LA VIDA POR DELANTE: DEMÉRITO DE APLAUSO

Escena de la obra entre Momo y Madame Rosa

Un mastodóntico cartel de Concha Velasco (grotesca y prostibularia) anuncia la obra La vida por delante en el teatro La Latina. Comandados por Josep María Pou, Rubén de Eguía, Carles Canut y José Luis Fernández completan el reparto de esta adaptación de la novela de Romain Gary. La obra gravita en torno a una ex-prostituta (Concha Velasco) superviviente de Auschwitz que se hace cargo de niños abandonados en su casa parisina. Momo (Rubén de Eguía) es el único que aún permanece allí.

Escena de la obra entre Momo y Madame RosaComo una de cada dos obras situadas en la capital francesa, La vida por delante abre con «La vie en rose» de la inconmensurable Edith Piaf que, sin embargo, parece ser que sólo interpretó una canción en su borrascosa vida. Para éxtasis del provecto auditorio, Concha Velasco hace acto de presencia con diversas chanzas de teatro amateur que en cualquier otra circunstancia no tendría gracia. Sólo una gibosa y agrietada Velasco puede reajustarse la braga-faja con reacciones hilarantes en el auditorio. Uno ya no sabe que esperar, porque lo que parece una desvaída obra de los Quinteros con ramalazos de cine mudo, se anunciaba como una tragicomedia entre existencial, racial y religiosa, según el anafórico y grandilocuente texto de Pou en el programa (“vidas que no sé qué, una vida que no sé cuánto, otra vida que no sé quinto…”). Quien mucho abarca poco aprieta, al menos no tanto como una braga-faja.

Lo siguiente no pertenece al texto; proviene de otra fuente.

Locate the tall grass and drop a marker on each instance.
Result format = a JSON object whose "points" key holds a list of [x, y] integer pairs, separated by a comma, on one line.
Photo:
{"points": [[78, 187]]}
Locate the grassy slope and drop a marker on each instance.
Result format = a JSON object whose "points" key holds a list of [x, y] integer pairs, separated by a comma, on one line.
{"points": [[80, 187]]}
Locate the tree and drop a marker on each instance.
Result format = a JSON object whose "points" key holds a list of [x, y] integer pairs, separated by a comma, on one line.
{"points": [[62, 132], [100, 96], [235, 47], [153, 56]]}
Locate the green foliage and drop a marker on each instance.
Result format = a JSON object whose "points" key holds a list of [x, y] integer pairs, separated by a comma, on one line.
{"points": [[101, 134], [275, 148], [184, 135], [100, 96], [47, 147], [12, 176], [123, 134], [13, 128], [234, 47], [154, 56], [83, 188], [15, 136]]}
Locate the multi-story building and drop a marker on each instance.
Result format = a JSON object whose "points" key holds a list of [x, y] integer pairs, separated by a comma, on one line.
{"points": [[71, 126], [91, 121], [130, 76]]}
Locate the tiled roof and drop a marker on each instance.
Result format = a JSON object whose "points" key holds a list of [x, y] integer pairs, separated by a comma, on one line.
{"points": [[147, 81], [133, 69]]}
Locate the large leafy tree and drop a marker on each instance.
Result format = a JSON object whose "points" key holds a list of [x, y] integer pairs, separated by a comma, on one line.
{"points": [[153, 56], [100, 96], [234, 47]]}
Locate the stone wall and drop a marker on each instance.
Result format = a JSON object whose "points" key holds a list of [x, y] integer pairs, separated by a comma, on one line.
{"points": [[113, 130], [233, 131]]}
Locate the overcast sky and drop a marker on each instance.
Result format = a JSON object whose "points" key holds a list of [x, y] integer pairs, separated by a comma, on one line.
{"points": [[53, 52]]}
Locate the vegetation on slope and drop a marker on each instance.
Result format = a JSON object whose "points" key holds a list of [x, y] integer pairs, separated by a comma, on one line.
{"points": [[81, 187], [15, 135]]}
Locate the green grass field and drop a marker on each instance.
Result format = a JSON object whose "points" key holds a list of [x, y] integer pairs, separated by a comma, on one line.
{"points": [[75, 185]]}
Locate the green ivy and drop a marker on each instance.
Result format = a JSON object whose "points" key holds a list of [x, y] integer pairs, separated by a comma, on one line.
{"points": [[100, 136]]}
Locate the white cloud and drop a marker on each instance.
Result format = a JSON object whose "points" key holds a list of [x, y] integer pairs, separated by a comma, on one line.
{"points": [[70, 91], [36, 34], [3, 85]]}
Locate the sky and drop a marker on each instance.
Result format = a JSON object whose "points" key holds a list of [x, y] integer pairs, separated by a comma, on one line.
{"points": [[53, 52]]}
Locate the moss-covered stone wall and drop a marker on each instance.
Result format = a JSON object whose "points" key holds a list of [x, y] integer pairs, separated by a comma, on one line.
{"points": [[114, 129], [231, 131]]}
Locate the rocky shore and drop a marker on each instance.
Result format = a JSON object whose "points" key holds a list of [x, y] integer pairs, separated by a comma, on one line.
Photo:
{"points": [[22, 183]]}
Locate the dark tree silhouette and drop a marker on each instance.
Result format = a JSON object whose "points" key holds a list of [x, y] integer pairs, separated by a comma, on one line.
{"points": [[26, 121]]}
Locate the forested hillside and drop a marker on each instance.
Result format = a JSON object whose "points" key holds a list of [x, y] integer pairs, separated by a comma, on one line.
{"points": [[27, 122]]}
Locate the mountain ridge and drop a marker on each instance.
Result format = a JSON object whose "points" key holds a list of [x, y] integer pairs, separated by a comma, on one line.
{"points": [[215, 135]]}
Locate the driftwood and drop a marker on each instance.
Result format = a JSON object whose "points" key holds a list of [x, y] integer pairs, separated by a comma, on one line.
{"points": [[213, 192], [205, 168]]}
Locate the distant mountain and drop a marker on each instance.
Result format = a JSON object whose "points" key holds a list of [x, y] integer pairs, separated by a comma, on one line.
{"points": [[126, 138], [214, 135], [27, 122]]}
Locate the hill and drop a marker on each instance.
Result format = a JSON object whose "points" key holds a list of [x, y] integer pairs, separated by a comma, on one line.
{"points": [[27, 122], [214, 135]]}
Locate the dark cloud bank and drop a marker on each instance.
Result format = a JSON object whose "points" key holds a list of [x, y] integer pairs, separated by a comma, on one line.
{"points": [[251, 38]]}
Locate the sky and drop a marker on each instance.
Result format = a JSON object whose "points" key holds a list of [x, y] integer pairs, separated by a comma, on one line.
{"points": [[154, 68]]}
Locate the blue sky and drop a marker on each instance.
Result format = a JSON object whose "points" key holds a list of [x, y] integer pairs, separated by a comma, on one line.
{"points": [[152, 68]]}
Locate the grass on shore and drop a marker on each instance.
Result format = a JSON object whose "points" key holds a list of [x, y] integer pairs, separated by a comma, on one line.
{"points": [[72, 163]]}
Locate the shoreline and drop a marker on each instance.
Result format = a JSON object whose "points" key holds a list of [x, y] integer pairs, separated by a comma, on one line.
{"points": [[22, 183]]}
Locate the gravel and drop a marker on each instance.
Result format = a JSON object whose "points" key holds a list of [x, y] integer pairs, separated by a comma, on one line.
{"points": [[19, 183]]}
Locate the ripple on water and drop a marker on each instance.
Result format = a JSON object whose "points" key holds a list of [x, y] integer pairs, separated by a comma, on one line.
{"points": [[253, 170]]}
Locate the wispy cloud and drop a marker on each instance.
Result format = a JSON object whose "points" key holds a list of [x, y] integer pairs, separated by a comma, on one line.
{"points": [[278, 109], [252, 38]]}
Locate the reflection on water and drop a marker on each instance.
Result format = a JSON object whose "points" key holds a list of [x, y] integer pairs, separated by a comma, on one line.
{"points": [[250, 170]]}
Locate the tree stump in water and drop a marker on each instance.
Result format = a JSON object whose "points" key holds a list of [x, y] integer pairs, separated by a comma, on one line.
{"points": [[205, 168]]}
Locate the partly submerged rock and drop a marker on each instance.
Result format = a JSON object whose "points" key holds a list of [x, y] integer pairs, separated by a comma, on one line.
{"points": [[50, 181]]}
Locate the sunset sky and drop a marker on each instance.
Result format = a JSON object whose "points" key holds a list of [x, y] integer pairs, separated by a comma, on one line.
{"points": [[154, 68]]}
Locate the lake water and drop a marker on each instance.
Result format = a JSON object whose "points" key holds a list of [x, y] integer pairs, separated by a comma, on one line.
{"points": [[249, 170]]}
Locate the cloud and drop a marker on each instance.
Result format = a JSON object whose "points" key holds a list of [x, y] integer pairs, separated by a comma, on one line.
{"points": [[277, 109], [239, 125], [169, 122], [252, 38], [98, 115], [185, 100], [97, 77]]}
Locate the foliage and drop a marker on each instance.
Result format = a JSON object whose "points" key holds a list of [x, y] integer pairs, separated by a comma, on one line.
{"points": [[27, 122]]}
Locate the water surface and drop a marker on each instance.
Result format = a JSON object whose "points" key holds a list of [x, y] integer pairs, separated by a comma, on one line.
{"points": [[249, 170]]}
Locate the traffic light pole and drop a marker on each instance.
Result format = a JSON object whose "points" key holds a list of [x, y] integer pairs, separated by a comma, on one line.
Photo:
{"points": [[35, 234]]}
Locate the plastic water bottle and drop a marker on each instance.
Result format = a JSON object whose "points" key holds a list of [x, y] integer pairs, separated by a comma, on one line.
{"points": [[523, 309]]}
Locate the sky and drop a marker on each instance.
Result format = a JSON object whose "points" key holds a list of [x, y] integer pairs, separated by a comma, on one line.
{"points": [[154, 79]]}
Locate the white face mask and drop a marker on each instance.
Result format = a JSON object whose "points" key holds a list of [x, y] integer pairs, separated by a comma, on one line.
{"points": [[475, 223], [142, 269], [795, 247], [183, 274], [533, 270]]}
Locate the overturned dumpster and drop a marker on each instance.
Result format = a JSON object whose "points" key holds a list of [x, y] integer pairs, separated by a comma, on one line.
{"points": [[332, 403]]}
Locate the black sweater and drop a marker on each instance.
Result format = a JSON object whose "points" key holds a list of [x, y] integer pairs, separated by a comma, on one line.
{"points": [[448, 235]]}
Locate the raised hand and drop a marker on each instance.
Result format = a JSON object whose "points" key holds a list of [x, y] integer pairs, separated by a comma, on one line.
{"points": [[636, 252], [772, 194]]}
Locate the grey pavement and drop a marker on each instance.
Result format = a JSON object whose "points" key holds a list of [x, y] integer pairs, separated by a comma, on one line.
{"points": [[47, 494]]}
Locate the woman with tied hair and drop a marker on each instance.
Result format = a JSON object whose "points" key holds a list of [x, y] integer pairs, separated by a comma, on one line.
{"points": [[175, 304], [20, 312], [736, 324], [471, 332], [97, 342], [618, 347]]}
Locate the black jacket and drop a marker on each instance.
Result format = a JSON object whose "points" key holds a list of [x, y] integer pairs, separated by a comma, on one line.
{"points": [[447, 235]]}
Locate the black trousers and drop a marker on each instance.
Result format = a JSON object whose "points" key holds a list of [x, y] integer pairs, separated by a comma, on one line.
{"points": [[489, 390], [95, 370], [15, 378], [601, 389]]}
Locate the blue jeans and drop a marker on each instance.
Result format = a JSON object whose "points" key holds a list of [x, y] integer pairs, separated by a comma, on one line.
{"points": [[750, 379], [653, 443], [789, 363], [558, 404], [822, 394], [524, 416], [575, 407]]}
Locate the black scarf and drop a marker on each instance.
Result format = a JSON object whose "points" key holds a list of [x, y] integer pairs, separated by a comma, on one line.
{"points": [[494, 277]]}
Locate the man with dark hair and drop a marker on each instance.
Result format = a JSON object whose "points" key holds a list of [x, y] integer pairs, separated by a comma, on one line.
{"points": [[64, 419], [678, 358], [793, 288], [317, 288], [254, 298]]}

No se hace esperar la segunda aparición estelar: Momo, muchacho árabe de edad indeterminada y ostentoso retraso mental, irrumpe con dinamismo saltarín en la escena como contraste a la vejez ralentizada de Madame Rosa. Abre la boca para articular frases con un cadencia estrambótica, repetitiva y del todo insoportable, como si tuviera un flato renuente anclado en la tráquea, como en constante eructo. Queda la esperanza de que no hable mucho, no obstante, poco tiempo después se erige como narrador principal hasta el final de la obra. Tampoco guardará el decoro con su personaje, y mientras se explotan equívocos lingüísticos dada su inhabilidad mental, emplea vocablos esmerados en pequeños monólogos que salpican el trascurso de la representación.

Demasiado encorsetada en el chascarrillo sin gracia y tópico, cuando llegan los momentos melodramáticos lo hacen repentinamente y sin convicción. Las conclusiones se precipitan sin fundamento real a pesar que se intente acudir a una ambigüedad que se antoja más políticamente correcta que sincera. El histrionismo cómico resta comunicabilidad al trasfondo moralizador del mensaje, porque las escenas que provocan la risa (haberlas haylas) no llegan a trascender y desentonan con las conclusiones del tercer acto. Desde luego el problema es de escritura, y aunque los actores intentan defenderse como gatos panza arriba, parece no ser suficiente.

Los rostros de mis tres acompañantes parecían comulgar con mis opiniones, sin embargo, echado el telón, el patio de butaca y gran parte del primer anfiteatro prorrumpió en una ovación cerrada. Puede entonces que yo esté equivocado o que el teatro estuviera atestado de señoronas sesentonas fanáticas de Concha Velasco que habían fletado autobuses desde provincias. Salimos de duda cuando el público dejó de aplaudir (lo estaban haciendo como para romperse las manos) y la Velasco pidió silencio para pronunciar unas palabras de agradecimiento, alejándose así de su personaje para volver a ser lo que era y quizás nunca dejó de ser: Concha Velasco (acabada la obra, el actor calla y se ensombrece, la figura habla y agradece). Su breve intervención se vio salpicada de piropos y elogios como “¡bravo!”, “¡guapa!”, ¡eres únicas!” y otros por el estilo que, seguramente, traían preparados desde casa como el tupperware de tortilla.